A report in the Globe and Mail said the school’s endowment fund, used for items like scholarships and academic posts, hit a high of $100.1 million last July 6 but fell to $50.1 million at the end of December. The loss was the result of the university having 90 per cent of its endowment invested in the Canadian stock market with the rest in U.S. equities. There are cost cutting measure in place for September, said the story, and the university’s board is considering changes to its investment strategy.
Over the past 15 years, St. FX investments, which are managed by volunteers, have achieved some of the highest returns in Canada.
U of C unifies arts, social sciences
CALGARY – In June, the University of Calgary Board of Governors voted to unify the faculties of communication and culture, fine arts, humanities and social sciences into a single faculty.
A U of C release said the transition will begin July 1 with the new faculty to be launched April 1, 2010. Consolidating efforts in one administrative structure will facilitate an improved experience for arts and social sciences students, said the release. Expected benefits include simplifying rules and regulations, streamlining academic advising, simplifying transfers between programs and improving course selection.
School of brew
ST. CATHARINE’S – Wellend College may soon be the first in Canada to offer a beermaking program.

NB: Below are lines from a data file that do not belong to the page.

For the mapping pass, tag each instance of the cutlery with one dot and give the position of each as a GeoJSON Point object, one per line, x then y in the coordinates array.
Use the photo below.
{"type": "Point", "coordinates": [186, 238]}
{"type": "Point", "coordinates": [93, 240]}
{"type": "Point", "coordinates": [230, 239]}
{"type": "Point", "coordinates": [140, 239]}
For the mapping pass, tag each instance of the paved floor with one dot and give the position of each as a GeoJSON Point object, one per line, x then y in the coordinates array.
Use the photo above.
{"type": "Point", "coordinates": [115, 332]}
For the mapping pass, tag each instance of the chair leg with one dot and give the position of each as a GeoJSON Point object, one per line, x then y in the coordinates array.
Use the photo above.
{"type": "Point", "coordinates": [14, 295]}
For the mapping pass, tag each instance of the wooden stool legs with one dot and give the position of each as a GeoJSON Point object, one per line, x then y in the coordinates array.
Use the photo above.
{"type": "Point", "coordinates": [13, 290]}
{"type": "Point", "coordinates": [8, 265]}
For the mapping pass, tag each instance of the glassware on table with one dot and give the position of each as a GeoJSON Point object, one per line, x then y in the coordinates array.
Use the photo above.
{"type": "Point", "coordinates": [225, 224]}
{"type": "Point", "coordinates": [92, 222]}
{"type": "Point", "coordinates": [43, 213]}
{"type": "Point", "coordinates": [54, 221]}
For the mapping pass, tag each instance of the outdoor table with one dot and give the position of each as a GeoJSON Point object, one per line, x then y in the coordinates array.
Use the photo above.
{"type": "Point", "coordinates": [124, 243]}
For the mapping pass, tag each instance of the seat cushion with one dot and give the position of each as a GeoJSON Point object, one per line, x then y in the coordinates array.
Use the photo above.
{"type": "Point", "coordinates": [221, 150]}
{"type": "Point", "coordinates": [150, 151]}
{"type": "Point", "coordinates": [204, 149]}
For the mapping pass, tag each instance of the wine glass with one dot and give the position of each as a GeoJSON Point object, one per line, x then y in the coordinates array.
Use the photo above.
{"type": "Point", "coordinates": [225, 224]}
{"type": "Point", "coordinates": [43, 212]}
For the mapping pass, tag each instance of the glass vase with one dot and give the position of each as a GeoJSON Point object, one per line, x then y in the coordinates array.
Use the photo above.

According to a story in The Standard, students have been able to study wine making and grape growing for nine years at the college’s Niagara-on-the-Lake campus. If approved, students will be able to earn a two-year diploma in combining water, yeast, hops and malt into fine brews.
Warning sounded
TORONO – David Foot, demographer and author of Boom, Bust and Echo, is warning that the billions in stimulus money handed out by the federal and provincial governments to universities and colleges will lead to empty classrooms if population trends are not taken into account.
In the Globe and Mail, Foot said infrastructure funding should go to upgrading existing building and equipment rather than building new because enrolment numbers across the country are about to decline.
“I am not sure that we should be expanding universities,” he is quoted as saying. “Campuses are crammed today. It doesn’t mean they will be crammed this way tomorrow.”